私たちの家造り

古民家再生


日本の伝統的な古民家は、風雪に耐え、大きな地震の揺れを経験し、幾節の年月を経て今日に残っています。
地元に育った木と、地域の人々の技術で造られた住いであり、暮らす文化の結晶といえます。

経済・社会構造や生活様式の変化のなかで、取り壊されることが多かった古民家でしたが、人々が古民家の持つ魅力に改めて気付いたことで、古民家を改築をして快適に暮らたしたいと願う家族が増えてきました。

私たち現代人が、日本古来から伝わる伝統的建築をもう一度見直すことによって、古民家から学ぶことはたくさんあります。先人たちの知恵に、新しい建築技術を加えることで、地域の環境に適した快適な暮らしの場となります。

「築100年の蔵を取り壊して、新しい家を建てたい」 というご相談がありました

あるご家族から、明治時代に建てられた築100年の蔵を取り壊して、新しい家を建てたいというご相談がありました。伺ってみると、切り妻屋根に瓦が乗り、外壁を銅板で葺かれた、立派な佇まいの2階建ての建物でした。内部は古い家の独特の臭いがしましたが、どっしりとした家の存在感に、圧倒されました。

硬く踏みしめられた版築の土間、30cmの厚さがある土壁、大屋根を支える松の梁。
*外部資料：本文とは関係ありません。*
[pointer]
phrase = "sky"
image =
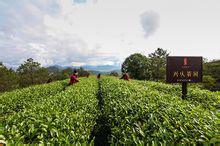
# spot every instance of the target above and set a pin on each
(105, 32)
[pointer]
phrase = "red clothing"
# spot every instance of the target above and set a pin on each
(73, 79)
(125, 77)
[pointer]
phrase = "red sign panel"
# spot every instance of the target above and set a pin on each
(184, 69)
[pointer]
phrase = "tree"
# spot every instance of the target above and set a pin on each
(158, 64)
(8, 79)
(114, 73)
(31, 73)
(137, 66)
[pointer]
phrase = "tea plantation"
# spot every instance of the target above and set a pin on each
(109, 111)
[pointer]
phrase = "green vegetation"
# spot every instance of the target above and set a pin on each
(107, 111)
(62, 117)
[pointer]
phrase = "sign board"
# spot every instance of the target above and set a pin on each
(184, 69)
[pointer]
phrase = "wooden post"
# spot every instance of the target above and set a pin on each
(184, 90)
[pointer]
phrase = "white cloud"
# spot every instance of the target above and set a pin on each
(150, 22)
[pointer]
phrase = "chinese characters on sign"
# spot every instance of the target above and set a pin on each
(184, 69)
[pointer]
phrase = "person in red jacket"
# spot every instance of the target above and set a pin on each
(73, 78)
(125, 76)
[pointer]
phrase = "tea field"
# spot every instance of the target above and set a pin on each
(109, 111)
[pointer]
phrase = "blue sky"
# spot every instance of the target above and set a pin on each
(105, 32)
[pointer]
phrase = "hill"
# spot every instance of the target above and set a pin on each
(109, 111)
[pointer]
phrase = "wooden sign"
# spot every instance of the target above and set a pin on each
(184, 69)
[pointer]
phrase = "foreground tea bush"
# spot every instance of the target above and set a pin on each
(196, 96)
(140, 115)
(67, 117)
(20, 99)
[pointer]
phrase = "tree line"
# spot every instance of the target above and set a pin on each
(32, 73)
(139, 66)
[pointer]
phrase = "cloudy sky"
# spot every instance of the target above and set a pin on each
(105, 32)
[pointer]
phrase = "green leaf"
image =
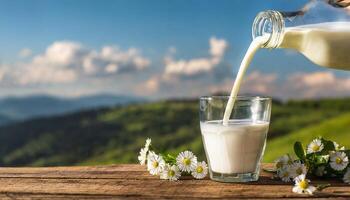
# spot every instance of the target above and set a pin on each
(320, 187)
(299, 150)
(321, 159)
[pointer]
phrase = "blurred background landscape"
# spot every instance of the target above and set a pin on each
(86, 82)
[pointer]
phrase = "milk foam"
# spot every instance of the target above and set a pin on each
(236, 147)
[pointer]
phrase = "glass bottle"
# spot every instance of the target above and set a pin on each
(320, 31)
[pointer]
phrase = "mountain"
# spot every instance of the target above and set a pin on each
(21, 108)
(336, 129)
(115, 134)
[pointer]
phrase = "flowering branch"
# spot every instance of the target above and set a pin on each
(322, 158)
(169, 167)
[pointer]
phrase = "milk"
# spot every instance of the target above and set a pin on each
(325, 44)
(236, 147)
(254, 46)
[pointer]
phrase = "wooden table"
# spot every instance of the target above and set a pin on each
(133, 181)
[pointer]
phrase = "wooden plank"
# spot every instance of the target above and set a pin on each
(133, 181)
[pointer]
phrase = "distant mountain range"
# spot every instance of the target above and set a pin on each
(13, 109)
(116, 134)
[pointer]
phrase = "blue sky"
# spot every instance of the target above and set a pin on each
(143, 35)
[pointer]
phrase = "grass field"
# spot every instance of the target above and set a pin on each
(336, 129)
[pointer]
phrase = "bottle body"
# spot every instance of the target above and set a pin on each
(324, 41)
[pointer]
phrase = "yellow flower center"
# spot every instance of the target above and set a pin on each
(171, 173)
(279, 165)
(299, 171)
(338, 160)
(187, 161)
(199, 169)
(155, 164)
(315, 147)
(303, 184)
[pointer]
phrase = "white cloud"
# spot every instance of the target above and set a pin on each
(24, 53)
(196, 66)
(66, 61)
(255, 82)
(317, 84)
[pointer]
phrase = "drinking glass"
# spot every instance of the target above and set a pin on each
(234, 151)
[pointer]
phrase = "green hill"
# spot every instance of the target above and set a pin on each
(115, 135)
(336, 128)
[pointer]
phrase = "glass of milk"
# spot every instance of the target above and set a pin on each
(234, 150)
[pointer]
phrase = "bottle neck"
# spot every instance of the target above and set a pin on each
(269, 23)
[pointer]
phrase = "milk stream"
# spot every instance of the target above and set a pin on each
(254, 46)
(236, 147)
(325, 44)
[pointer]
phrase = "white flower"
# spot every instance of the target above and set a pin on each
(297, 169)
(285, 173)
(143, 152)
(171, 173)
(346, 177)
(339, 160)
(320, 171)
(315, 146)
(155, 163)
(148, 143)
(142, 156)
(302, 185)
(200, 171)
(186, 161)
(338, 147)
(282, 161)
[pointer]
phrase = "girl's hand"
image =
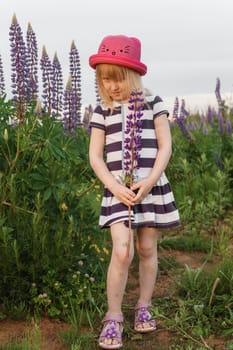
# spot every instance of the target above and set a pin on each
(143, 187)
(123, 194)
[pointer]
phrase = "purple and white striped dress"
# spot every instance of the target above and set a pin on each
(158, 208)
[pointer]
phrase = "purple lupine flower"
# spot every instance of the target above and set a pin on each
(38, 109)
(133, 139)
(180, 120)
(47, 78)
(176, 108)
(57, 87)
(2, 81)
(210, 115)
(20, 70)
(221, 123)
(75, 73)
(32, 53)
(69, 109)
(98, 99)
(219, 98)
(228, 126)
(87, 117)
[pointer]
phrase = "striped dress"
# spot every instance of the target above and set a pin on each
(158, 208)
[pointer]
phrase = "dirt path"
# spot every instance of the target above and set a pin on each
(161, 339)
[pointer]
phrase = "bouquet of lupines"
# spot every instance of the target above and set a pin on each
(132, 144)
(132, 140)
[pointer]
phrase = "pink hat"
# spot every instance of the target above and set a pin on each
(120, 50)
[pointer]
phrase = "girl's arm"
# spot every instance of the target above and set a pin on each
(163, 136)
(96, 156)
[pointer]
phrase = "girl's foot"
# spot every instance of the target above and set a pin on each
(143, 319)
(111, 335)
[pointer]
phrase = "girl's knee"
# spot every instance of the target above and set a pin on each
(123, 258)
(146, 251)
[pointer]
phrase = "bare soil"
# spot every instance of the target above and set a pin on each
(161, 339)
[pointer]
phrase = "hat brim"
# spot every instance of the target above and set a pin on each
(140, 67)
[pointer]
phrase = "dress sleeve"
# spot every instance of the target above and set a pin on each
(98, 119)
(159, 107)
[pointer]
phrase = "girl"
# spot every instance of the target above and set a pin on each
(149, 198)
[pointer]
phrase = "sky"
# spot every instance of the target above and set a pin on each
(186, 44)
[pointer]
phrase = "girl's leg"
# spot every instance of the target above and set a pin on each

自然の恵みによって築き上げられた空間には、程よい湿度と温度が保たれています。

先人達が残した築100年の蔵を、後世に残すことは、今を生きる私たちに求められる大切な役割だと感じました。その想いは、建て主のご家族をはじめ、親族のみなさんにも共感いただけ、ました。築100年の蔵を、再生して、後世に繋いでいこう! 取り壊しをせずに、リノベーションとして、蔵を蘇らせることを託されました。

一番の課題は光でした。蔵の中は日中でも暗く、照明を着けないと、歩くことも容易ではありません。そこで屋根面にガラスの天窓を設けました。屋根からの採光は、壁面の窓に比べて3倍も明るいのです。天窓の設置により、2階は劇的に明るくなりました。2階の明るさを1階にまで導くために、2階の床の一部を撤去して、強化ガラスを設置しました。もちろん歩いても問題ありません。1階の寝室と子供部屋にも、太陽の光を届けることができたのです。

動線を考えて間取りを検討する

古民家は、和室と和室が、障子だけで区切られていることが多く、現代の住まいの間取りと大きく異なります。個室としては使いにくいことも多く、寝具としてベットを好む場合は、畳の部屋は都合がわるいことになります。

リフォームでは、生活動線を考え、水回りの部屋とのつながりや、家族のコミュニケーションとプライバシーを保ちながら、暮らしに合った間取りを検討することが必要です。

断熱・遮熱・気密を高め、温度差を解消する

古民家は、夏が涼しく過ごせるように工夫されて造られています。
このため、冬場に室内の温度が下がり、隙間風が起こり、足元が寒く、厚着をするなど、生活面で工夫が必要です。

断熱材を工夫し断熱性能を上げ、近年の夏場の激しい温度上昇対策のために遮熱材を使い、
さらに家全体の気密性能を高めるといった現代建築の技術をすべて使います。
こうすることで、古民家が本来持つ、調湿能力や、空気浄化機能などが加わって、現代建築だけでは得られない、快適な住空間が完成します。